Laboratory for Psychiatric Biostatistics, McLean Hospital, Belmont, Massachusetts.
Am J Epidemiol. 2018 Apr 1;187(4):871-878. doi: 10.1093/aje/kwx317.
In this paper, we propose a structural framework for population-based cancer epidemiology and evaluate the performance of double-robust estimators for a binary exposure in cancer mortality. We conduct numerical analyses to study the bias and efficiency of these estimators. Furthermore, we compare 2 different model selection strategies based on 1) Akaike's Information Criterion and the Bayesian Information Criterion and 2) machine learning algorithms, and we illustrate double-robust estimators' performance in a real-world setting. In simulations with correctly specified models and near-positivity violations, all but the naive estimators had relatively good performance. However, the augmented inverse-probability-of-treatment weighting estimator showed the largest relative bias. Under dual model misspecification and near-positivity violations, all double-robust estimators were biased. Nevertheless, the targeted maximum likelihood estimator showed the best bias-variance trade-off, more precise estimates, and appropriate 95% confidence interval coverage, supporting the use of the data-adaptive model selection strategies based on machine learning algorithms.
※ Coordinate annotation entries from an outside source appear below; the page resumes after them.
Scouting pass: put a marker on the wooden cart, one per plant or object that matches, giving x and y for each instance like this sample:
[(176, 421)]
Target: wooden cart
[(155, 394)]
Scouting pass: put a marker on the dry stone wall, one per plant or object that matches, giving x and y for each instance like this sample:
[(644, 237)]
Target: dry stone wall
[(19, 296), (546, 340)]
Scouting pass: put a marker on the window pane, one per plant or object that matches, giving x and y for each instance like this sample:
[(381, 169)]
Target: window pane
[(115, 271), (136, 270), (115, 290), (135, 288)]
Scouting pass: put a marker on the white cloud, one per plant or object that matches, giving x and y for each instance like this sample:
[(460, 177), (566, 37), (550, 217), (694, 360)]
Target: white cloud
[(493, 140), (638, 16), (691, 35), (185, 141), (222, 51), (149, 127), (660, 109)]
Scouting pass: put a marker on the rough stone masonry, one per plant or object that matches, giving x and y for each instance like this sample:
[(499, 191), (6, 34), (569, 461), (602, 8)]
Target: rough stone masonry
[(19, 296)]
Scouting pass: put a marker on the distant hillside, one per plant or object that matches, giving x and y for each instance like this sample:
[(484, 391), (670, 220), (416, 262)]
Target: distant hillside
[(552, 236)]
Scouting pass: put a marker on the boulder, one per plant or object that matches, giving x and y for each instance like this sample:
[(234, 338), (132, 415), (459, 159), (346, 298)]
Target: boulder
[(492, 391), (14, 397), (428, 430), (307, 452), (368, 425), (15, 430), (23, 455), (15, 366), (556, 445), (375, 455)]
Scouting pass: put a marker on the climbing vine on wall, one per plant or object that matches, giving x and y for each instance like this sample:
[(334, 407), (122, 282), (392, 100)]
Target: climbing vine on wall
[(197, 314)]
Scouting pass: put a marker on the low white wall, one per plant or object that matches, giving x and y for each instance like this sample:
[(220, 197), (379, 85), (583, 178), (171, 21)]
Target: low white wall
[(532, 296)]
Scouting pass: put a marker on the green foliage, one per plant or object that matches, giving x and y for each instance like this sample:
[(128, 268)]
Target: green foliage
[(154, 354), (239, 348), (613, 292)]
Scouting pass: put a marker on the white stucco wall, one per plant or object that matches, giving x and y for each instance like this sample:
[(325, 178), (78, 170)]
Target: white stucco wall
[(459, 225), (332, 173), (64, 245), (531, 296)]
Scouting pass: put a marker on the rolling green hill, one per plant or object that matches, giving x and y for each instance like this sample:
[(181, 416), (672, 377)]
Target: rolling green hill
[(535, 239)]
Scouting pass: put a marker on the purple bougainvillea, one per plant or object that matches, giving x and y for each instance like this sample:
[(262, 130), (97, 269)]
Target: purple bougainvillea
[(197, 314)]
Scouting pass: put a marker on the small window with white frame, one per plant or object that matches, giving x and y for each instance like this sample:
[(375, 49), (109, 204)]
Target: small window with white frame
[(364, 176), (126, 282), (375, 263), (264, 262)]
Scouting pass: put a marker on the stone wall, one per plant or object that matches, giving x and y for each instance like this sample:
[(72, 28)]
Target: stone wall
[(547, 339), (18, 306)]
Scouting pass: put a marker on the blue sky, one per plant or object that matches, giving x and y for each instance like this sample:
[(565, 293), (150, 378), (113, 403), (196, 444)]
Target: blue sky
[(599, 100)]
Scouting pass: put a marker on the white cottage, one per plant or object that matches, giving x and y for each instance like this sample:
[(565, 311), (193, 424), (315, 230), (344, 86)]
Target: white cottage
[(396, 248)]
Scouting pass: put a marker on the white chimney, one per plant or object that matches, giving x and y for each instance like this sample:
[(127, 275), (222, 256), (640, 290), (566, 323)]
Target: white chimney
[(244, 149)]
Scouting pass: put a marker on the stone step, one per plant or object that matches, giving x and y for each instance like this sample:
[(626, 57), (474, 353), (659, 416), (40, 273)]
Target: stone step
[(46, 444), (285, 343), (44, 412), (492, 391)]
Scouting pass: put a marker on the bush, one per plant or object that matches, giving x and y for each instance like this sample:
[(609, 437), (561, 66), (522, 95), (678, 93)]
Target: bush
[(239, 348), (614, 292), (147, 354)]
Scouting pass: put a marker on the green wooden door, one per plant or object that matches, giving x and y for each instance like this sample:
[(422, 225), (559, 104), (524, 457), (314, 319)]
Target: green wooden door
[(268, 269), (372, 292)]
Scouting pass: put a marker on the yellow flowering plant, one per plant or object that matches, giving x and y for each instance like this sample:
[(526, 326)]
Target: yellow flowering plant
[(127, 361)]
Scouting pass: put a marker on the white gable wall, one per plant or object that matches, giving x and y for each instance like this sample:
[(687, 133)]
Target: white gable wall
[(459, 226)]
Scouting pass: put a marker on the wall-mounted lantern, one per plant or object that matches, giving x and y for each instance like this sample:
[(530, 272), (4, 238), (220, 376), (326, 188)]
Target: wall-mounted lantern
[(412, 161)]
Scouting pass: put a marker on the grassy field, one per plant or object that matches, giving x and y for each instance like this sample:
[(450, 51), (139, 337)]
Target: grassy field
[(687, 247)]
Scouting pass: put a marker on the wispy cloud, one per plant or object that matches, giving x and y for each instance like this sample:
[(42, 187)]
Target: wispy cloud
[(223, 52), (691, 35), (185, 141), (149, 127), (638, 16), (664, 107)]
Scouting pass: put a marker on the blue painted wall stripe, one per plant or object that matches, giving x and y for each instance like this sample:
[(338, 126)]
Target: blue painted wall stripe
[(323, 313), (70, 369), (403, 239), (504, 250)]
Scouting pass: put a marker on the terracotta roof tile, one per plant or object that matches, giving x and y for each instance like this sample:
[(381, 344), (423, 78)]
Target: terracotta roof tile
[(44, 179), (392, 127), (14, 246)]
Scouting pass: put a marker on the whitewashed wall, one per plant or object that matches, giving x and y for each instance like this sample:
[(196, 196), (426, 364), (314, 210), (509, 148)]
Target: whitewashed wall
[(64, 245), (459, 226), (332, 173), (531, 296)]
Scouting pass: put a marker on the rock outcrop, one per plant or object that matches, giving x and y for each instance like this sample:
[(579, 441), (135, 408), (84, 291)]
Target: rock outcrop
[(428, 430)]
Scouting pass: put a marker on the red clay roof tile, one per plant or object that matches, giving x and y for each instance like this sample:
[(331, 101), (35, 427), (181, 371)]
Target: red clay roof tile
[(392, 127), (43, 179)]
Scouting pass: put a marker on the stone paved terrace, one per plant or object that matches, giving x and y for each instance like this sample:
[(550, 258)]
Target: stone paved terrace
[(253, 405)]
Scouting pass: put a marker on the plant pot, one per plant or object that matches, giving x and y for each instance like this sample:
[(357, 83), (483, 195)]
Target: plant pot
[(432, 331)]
We applied these methods to estimate adjusted 1-year mortality risk differences in 183,426 lung cancer patients diagnosed after admittance to an emergency department versus persons with a nonemergency cancer diagnosis in England (2006-2013). The adjusted mortality risk (for patients diagnosed with lung cancer after admittance to an emergency department) was 16% higher in men and 18% higher in women, suggesting the importance of interventions targeting early detection of lung cancer signs and symptoms.
在本文中,我们提出了一种基于人群的癌症流行病学结构框架,并评估了用于癌症死亡率中二元暴露的双重稳健估计量的性能。我们进行了数值分析,以研究这些估计量的偏差和效率。此外,我们比较了基于 1)Akaike 信息准则和贝叶斯信息准则和 2)机器学习算法的两种不同的模型选择策略,并在实际环境中说明了双重稳健估计量的性能。在模型正确指定和接近正性违反的模拟中,除了天真的估计量外,所有估计量的性能都相对较好。然而,增强的逆处理权重估计量表现出最大的相对偏差。在双重模型误定和接近正性违反的情况下,所有双重稳健估计量都存在偏差。然而,靶向最大似然估计量表现出最佳的偏差方差权衡、更精确的估计值和适当的 95%置信区间覆盖,支持使用基于机器学习算法的数据自适应模型选择策略。我们将这些方法应用于估计 183426 名在英国急诊部门就诊后诊断为肺癌的患者与非急诊癌症诊断患者的 1 年调整死亡率风险差异(2006-2013 年)。调整后的死亡率风险(急诊部门就诊后诊断为肺癌的患者)在男性中高 16%,在女性中高 18%,这表明针对肺癌症状和体征的早期检测的干预措施的重要性。